La verdadera alegría.

Hace ya unos siglos Erasmo de Róterdam afirmó que “la verdadera alegría nace de la buena conciencia”.

Me he encontrado casualmente hoy con esta frase y me ha hecho pensar. He vuelto a releer alguno de los textos que escribí hace ya unos meses (“Conócete a ti mismo”, “Sé tú mismo” y “La libre coherencia”). En ellos, casualmente hablaba de la felicidad, como expresión plena de una alegría realizada.

La felicidad nace del interior de cada uno, donde hay que entrar a conocerse. Pero este conocimiento de uno no se basa en apagar las voces de fuera y quedarnos en el silencio interior. Nuestro corazón es como un pozo al que para buscar el agua no debemos descender por el brocal unos cuantos metros al interior; sino que debemos sacar fuera esa agua para poder beberla junto a las piedras del camino. Conócete a ti mismo.

Además esta felicidad que encontramos en el agua extraída de nuestro pozo es nuestra propia grandeza. Una grandeza única, inmensurable e incomparable. Por ello hay que ser siempre uno mismo; la esencia de nuestra intimidad. Es lo que nos hace únicos e irrepetibles en este mundo demasiado estudiado estadísticamente por el número. Sé tú mismo.

Y esa felicidad de conocerse, de darse y de ser algo único nos lleva a la coherencia libremente elegida. No a la regla estricta que nos pesa, sino a la consecuencia libre de disfrutar cada momento vivido desde un matiz diferente. La libre coherencia.

“La verdadera alegría nace de la buena conciencia”; del conocimiento, de la individualización y de la coherencia. Esto nos dará paz. Paz y serenidad más allá de las equivocaciones. Y seguramente frutos a nuestro alrededor que maravillosamente nos sorprenderán a cada paso de nuestra vida.

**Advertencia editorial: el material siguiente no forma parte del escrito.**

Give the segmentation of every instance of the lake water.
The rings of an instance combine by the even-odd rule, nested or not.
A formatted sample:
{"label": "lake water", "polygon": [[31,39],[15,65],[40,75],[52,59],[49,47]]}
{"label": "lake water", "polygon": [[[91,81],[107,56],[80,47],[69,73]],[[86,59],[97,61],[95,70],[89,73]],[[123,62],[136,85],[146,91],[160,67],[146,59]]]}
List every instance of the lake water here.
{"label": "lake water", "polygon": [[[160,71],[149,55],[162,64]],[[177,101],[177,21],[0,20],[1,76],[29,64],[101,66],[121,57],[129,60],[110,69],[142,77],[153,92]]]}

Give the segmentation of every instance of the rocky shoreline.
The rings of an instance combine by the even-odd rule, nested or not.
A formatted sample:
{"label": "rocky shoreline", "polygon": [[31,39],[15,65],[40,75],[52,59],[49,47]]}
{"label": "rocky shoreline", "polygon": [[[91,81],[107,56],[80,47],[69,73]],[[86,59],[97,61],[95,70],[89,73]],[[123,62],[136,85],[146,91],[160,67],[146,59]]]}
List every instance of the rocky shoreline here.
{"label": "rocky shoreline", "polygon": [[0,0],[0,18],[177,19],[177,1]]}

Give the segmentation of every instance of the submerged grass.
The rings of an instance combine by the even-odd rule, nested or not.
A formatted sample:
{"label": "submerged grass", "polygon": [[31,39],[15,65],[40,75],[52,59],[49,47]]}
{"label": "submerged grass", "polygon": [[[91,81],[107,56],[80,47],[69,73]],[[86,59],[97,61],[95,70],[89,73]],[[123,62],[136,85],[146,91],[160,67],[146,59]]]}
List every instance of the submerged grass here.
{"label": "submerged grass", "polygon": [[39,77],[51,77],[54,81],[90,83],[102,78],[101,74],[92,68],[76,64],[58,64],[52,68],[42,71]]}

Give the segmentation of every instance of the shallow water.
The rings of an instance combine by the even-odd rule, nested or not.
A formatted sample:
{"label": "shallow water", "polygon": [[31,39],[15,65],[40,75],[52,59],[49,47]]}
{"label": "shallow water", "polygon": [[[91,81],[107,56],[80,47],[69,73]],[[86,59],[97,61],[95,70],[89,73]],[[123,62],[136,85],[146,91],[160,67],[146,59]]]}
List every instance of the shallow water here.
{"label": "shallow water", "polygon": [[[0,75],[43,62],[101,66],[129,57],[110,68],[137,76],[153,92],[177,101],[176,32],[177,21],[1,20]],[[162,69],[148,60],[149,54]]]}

El pozo, este brocal inerte que sobresale en la llanura de mi vida, tiene en su interior el agua que sacia, que refresca, que sana y que germina. Basta proponerme dejar caer en su interior el pequeño cubo que tengo en mis manos. Tirar con fuerza, sacarlo, darle un sorbo y lanzar el resto de agua a mi alrededor. Poco a poco, con la constancia del que gana perdiendo y pierde ganando, surgen flores nuevas que en una mañana de mayo se abrirán y serán tulipanes, jazmines y rosas, que perfumarán el aire que me rodea. Todo tendrá entonces el perfume de la sinceridad vivida. Y mi alma rebosará llena de alegría y felicidad nacida de la buena conciencia, tal y como Erasmo dijo en su sentencia hace ya unos siglos.